Changes to the daylighting of an existing building requires major work, although this may improve the energy efficiency of the building as a whole and be cost effective. More daylight can be admitted to a building, for example by the addition of rooflights, lighting shelves or prism panels. Alternatively, the daylight entering may be reduced as a consequence of other works, for example the recladding of an overglazed building to improve its thermal performance. It is important in this case that the window size is not reduced to the point where the electric lighting is required whenever the space is occupied, negating some of the benefits of the reduced heat losses.

In a well-daylit building, daylight often provides sufficient illumination for activities such as circulation for the greater part of the day, and can provide adequat working lighting for a substantial part of the year. However, to utilise fully the benefits of daylight in an interior, it is important to ensure that the electric lighting is turned off whenever daylight provides adequat illumination. This is achieved by the use of appropriate lighting controls, and may involve some degree of automation.

It is important to avoid problems of glare and overheating, and appropriate shading devices should be provided.

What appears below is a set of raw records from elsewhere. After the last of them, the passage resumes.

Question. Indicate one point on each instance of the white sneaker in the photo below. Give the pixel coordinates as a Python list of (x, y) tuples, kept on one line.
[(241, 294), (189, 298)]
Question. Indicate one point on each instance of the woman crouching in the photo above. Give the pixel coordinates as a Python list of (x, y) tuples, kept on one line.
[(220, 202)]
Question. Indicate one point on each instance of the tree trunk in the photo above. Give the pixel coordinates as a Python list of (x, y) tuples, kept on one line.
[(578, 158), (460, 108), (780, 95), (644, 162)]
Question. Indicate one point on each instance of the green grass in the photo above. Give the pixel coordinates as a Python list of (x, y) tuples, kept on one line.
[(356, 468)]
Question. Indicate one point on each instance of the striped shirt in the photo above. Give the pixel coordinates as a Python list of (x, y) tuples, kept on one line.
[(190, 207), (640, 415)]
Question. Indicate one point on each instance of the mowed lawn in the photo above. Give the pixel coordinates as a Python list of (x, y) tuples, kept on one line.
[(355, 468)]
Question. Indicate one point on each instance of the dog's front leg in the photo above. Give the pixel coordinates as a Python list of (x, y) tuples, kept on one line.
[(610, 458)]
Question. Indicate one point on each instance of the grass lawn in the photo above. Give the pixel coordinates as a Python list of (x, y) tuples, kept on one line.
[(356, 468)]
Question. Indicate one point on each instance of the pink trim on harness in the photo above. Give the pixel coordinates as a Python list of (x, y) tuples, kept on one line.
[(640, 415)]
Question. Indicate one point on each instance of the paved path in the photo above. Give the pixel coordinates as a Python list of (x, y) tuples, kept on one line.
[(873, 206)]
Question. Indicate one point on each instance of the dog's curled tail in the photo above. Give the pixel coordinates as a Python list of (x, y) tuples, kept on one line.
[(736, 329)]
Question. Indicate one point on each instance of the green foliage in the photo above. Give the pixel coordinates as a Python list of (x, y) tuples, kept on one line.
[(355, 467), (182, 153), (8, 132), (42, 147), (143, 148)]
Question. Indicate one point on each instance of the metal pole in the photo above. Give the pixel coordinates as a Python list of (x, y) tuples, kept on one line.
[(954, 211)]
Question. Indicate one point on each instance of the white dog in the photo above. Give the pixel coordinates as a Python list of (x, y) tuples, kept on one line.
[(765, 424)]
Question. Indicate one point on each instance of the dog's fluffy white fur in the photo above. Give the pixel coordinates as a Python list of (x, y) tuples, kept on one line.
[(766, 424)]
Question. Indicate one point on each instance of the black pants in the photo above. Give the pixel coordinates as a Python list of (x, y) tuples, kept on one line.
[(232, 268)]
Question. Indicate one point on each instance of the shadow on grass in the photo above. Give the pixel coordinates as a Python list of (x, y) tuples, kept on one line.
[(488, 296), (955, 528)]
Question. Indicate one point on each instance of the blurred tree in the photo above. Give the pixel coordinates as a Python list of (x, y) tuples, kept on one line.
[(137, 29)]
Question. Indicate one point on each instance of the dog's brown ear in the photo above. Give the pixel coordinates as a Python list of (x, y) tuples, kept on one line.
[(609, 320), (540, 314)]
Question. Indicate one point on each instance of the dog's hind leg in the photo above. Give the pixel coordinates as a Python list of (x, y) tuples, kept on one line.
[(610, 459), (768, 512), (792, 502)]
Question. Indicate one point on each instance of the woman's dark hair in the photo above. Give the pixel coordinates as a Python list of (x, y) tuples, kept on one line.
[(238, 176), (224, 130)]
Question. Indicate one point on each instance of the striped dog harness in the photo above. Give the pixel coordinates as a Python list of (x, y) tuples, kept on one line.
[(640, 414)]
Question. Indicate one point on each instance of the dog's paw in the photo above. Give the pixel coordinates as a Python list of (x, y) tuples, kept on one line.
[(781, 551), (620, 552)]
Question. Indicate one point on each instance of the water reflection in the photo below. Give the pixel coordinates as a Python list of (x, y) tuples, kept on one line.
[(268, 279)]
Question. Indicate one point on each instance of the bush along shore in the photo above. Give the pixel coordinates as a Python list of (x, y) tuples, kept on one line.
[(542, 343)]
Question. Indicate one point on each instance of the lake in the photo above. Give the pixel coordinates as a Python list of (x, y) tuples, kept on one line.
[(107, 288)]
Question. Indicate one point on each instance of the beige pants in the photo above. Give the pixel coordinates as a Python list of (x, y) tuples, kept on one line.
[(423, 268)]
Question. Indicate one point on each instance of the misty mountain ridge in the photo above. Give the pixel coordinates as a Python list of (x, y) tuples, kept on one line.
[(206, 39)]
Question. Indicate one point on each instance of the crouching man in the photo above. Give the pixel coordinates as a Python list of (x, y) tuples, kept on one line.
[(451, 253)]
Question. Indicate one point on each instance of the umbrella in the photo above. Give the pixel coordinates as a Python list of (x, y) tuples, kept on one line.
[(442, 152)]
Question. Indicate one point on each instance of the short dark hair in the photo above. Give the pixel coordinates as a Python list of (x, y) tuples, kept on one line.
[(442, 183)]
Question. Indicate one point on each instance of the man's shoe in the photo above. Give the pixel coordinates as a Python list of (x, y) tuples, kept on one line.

These may be either fixed, such as fins on the outside of the building, or moveable, such as venetian blinds. Studies have shown that there is considerable potential for improving energy efficiency using this passive solar approach to building design exploiting daylight to displace electric light. This potential clearly depends on the local climate, in particular the priorities in the warmer, brighter conditions of the Mediterranean countries will be different from those in the cooler, cloudier climate of northern Europe.